The graph of the derivative $f^{\text{'}}$ of a continuous function $f$ is shown with $f\left(0\right)=0$

(i) On what intervals, is $f$ increasing or decreasing?

(ii) At what values of $x$ does $f$ have a local maximum or minimum?

(iii) On what intervals, is $f$ concave upward or downward?

(iv) State the $x$-coordinate(s) of the point(s) of inflection.

(v) Assuming that $f\left(0\right)=0$, sketch a graph of $f$. 

Consider the function $f\left(x\right)=\left[\begin{array}{lll}\sqrt{x}\left(\ln x\right),& \mathrm{when} & x>0\\ 0,& \mathrm{for} & x=0\end{array}.\right.$

(a) Find whether $f$ is continuous at $x=0$ or not.

(b) Find the minima and maxima if they exist.

(c) Does $f^{\text{'}}\left(0\right)$ exist?

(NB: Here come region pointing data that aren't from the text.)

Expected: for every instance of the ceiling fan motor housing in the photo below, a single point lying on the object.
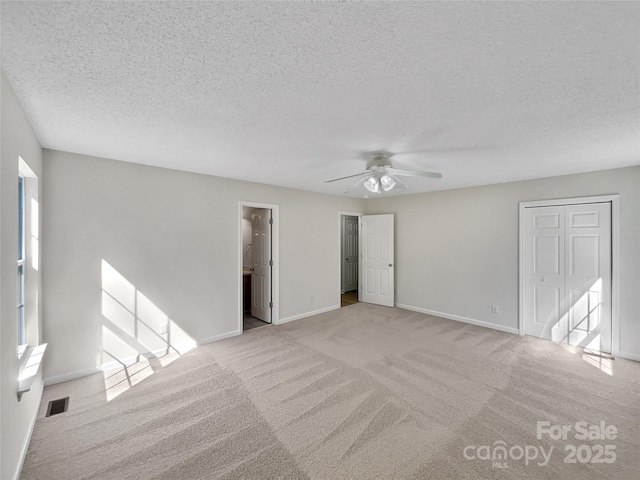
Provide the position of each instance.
(378, 161)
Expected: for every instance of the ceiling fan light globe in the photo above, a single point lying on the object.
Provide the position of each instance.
(387, 182)
(372, 184)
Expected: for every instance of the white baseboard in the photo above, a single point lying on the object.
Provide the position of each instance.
(216, 338)
(458, 318)
(307, 314)
(628, 356)
(32, 425)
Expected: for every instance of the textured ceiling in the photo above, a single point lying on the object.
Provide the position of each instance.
(293, 94)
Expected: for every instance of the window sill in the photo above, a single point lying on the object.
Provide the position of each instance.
(28, 367)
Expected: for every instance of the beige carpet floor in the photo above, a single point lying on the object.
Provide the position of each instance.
(360, 392)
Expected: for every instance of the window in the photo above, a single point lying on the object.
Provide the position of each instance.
(22, 340)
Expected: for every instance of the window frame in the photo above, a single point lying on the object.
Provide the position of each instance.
(21, 314)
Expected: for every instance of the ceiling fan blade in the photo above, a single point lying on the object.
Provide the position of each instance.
(400, 185)
(356, 185)
(342, 178)
(413, 173)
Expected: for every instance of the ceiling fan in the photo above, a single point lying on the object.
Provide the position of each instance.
(380, 175)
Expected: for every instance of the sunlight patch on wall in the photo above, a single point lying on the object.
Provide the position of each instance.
(137, 336)
(35, 235)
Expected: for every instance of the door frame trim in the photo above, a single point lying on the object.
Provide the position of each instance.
(275, 256)
(340, 215)
(615, 257)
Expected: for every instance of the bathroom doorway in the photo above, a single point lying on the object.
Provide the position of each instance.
(258, 265)
(349, 255)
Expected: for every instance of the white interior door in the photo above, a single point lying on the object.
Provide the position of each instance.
(261, 275)
(377, 259)
(568, 274)
(349, 254)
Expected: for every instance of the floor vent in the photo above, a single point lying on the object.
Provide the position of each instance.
(57, 406)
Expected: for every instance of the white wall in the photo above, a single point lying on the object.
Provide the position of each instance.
(174, 237)
(16, 418)
(457, 250)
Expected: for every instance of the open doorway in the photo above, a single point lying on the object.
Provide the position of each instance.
(257, 262)
(349, 254)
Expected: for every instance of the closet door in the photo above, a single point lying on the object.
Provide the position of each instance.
(588, 275)
(568, 274)
(544, 300)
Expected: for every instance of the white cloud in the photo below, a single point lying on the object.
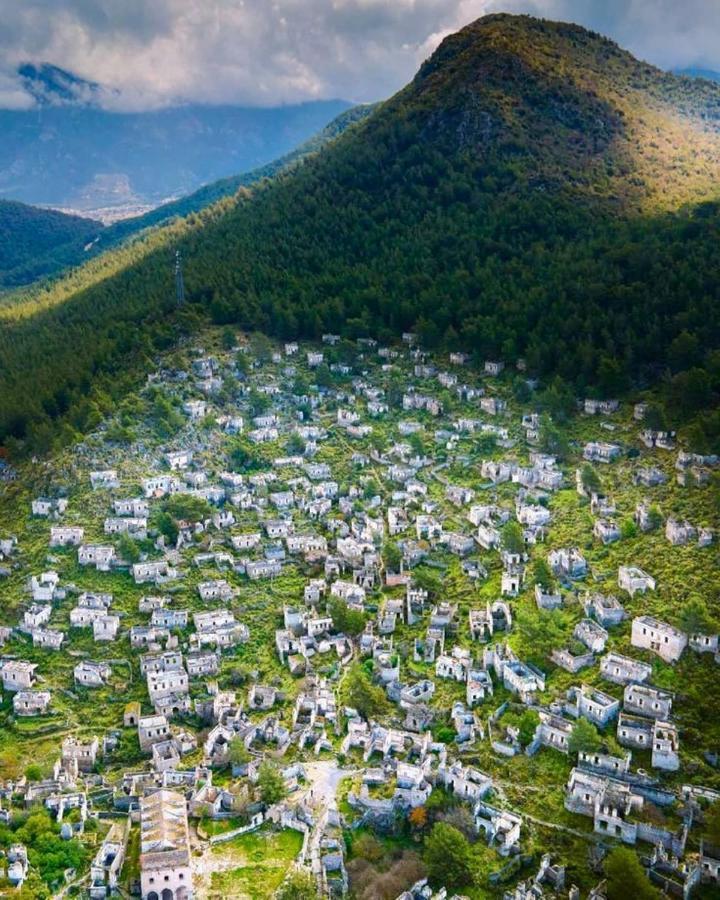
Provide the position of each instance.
(262, 52)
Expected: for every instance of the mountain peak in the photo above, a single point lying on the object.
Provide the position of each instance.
(50, 85)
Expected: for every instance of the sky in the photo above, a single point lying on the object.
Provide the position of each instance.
(154, 53)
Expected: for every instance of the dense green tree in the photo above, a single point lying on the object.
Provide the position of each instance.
(512, 538)
(361, 694)
(447, 856)
(626, 876)
(346, 620)
(695, 616)
(529, 721)
(271, 785)
(584, 737)
(542, 574)
(238, 753)
(590, 479)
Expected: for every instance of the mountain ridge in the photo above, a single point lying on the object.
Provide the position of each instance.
(583, 242)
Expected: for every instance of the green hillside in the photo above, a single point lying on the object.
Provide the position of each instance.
(535, 191)
(35, 242)
(35, 249)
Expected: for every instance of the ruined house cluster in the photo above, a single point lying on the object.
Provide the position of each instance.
(341, 470)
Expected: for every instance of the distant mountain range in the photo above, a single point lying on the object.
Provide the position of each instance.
(36, 242)
(534, 192)
(69, 152)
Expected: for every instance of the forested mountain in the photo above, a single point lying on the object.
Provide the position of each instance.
(69, 151)
(535, 191)
(35, 242)
(226, 187)
(38, 243)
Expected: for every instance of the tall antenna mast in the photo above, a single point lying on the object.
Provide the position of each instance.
(179, 283)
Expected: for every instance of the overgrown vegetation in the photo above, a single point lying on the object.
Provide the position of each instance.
(534, 192)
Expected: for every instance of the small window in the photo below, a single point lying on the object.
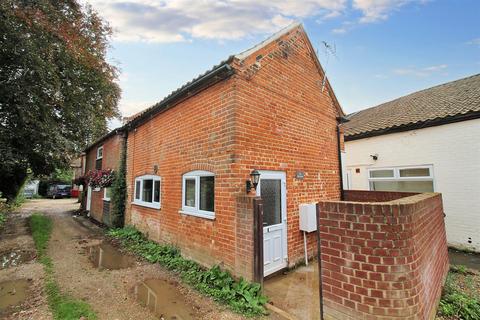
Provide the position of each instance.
(415, 172)
(147, 191)
(404, 179)
(381, 173)
(100, 152)
(107, 193)
(137, 189)
(199, 194)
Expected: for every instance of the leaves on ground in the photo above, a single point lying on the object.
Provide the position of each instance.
(63, 307)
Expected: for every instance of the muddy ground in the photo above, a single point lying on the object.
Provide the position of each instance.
(111, 293)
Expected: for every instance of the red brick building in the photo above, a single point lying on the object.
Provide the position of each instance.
(102, 155)
(190, 163)
(189, 156)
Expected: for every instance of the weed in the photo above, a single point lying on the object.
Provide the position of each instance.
(240, 295)
(458, 304)
(62, 306)
(461, 269)
(3, 219)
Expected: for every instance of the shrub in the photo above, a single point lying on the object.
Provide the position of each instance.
(457, 304)
(240, 295)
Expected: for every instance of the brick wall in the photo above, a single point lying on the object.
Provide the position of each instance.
(112, 147)
(376, 196)
(271, 115)
(285, 122)
(383, 260)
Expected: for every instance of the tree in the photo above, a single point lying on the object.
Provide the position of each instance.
(57, 91)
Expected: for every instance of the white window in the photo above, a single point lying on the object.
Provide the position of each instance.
(100, 152)
(147, 191)
(198, 194)
(404, 179)
(106, 193)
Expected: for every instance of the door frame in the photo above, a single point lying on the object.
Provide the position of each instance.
(268, 174)
(89, 199)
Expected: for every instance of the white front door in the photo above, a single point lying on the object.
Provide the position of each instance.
(89, 198)
(272, 188)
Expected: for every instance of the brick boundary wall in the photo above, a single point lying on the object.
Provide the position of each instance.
(374, 196)
(383, 260)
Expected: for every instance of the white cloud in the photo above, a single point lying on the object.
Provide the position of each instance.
(474, 42)
(181, 20)
(340, 30)
(420, 72)
(375, 10)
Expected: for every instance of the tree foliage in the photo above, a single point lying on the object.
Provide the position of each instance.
(57, 91)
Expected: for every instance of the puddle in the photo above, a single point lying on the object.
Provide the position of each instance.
(164, 300)
(14, 258)
(106, 256)
(12, 293)
(469, 260)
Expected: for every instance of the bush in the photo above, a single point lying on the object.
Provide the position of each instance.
(240, 295)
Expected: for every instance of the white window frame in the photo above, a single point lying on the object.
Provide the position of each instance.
(195, 211)
(140, 202)
(98, 151)
(397, 177)
(105, 194)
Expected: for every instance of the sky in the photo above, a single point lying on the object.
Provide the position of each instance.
(380, 49)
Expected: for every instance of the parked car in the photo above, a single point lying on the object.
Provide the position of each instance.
(59, 191)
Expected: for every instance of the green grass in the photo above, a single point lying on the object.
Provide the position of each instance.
(458, 302)
(239, 295)
(62, 306)
(3, 219)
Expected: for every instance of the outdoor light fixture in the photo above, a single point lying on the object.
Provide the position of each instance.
(253, 182)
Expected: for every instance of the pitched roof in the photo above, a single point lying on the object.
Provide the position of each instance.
(450, 102)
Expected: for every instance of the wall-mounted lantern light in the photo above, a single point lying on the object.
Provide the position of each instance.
(253, 182)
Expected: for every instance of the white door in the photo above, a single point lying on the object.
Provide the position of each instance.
(89, 198)
(348, 184)
(272, 188)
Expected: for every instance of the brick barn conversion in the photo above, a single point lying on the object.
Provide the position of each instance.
(268, 110)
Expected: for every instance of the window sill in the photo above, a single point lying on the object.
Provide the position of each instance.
(147, 205)
(209, 216)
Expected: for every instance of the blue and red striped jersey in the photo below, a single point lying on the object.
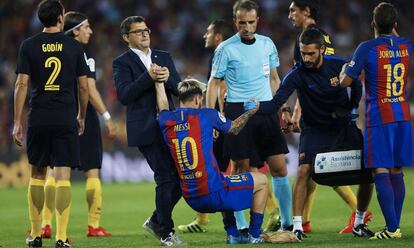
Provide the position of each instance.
(385, 61)
(188, 133)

Find $\underset{x\to 0}{\lim }{f}^{\text{'}}\left(x\right)$.

(d) Find the inflection points of the graph $y=f\left(x\right)$.

Consider the function $y=f\left(x\right)=ln\left(1+\sin x\right)$ with $-2\pi \le x\le 2\pi$. Find

(a) the zeroes of $f\left(x\right)$

(b) inflection points, if any on the graph

(c) local maxima and minima of $f\left(x\right)$

(d) asymptotes of the graph

(e) sketch the graph of $f\left(x\right)$ and compute the value of the definite integral ${\int }_{-\pi /2}^{\pi /2}f\left(x\right)dx$.